2. Set up your own twirly coin machine in the mall. You know what I’m talking about? The round plastic kind that usually has a picture of large-eyed African children pasted to the side of it? There may be some sort of pesky law on the books about fraudulent charities, but whoever is in charge of checking on twirly coin machines probably got laid off, so I wouldn’t worry about it.
Besides, if anyone gives you any problems, just wave your sock full of pennies in a war-like manner at them and make a quick get-away while they cower in the photo booth.
3. Sell something bizarre and generally unsellable on eBay for a great deal of money. We’ve all heard about the man who tried to sell his family, or the woman who tried to sell her virginity or the guy who attempted to sell his soul. So list something like “eternal prayer to spring buyer from Purgatory” online and see what happens. Or you can try listing something not even in your possession, like Lambeau Field or Queen Elizabeth II, but there is no guarantee that the highest bidder will be a good sport about not receiving the merchandise.
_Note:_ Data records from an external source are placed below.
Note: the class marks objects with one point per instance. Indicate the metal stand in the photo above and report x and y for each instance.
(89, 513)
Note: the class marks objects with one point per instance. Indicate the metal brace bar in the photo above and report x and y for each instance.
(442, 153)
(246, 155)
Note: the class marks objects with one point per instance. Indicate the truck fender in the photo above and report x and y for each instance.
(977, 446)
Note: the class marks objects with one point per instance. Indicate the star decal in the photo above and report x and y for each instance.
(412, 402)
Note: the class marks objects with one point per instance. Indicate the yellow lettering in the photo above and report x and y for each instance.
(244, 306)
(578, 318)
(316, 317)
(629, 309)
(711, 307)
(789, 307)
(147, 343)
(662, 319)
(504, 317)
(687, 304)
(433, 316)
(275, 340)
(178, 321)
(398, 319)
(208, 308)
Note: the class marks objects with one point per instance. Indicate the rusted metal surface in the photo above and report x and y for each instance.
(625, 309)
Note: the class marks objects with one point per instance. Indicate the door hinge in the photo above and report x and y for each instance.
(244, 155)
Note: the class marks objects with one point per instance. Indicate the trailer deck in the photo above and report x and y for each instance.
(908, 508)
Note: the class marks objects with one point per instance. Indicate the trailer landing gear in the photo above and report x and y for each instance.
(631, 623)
The last thing you need is legal difficulties, so take care.
I can just hear some snide conservative-type sneering, “Why don’t you try getting a job, you lazy hippie?” Actually, I have heard snide conservative-types sneering this and acting as though they have solved the entire budget and are the first to ever jeer this at people with less money than themselves, so to them I say: Most of us already have two jobs, you cretins. Let’s see you handle a third while balancing 15 credits, volunteering, friendships and an addiction to reality TV.
But now is not the time for festering hostilities or petty arguments. Now is the time for letters to the governor, responsible financial management, and most importantly, tripping Tommy Thompson, Scott McCallum and Jim Doyle when we see them on the street.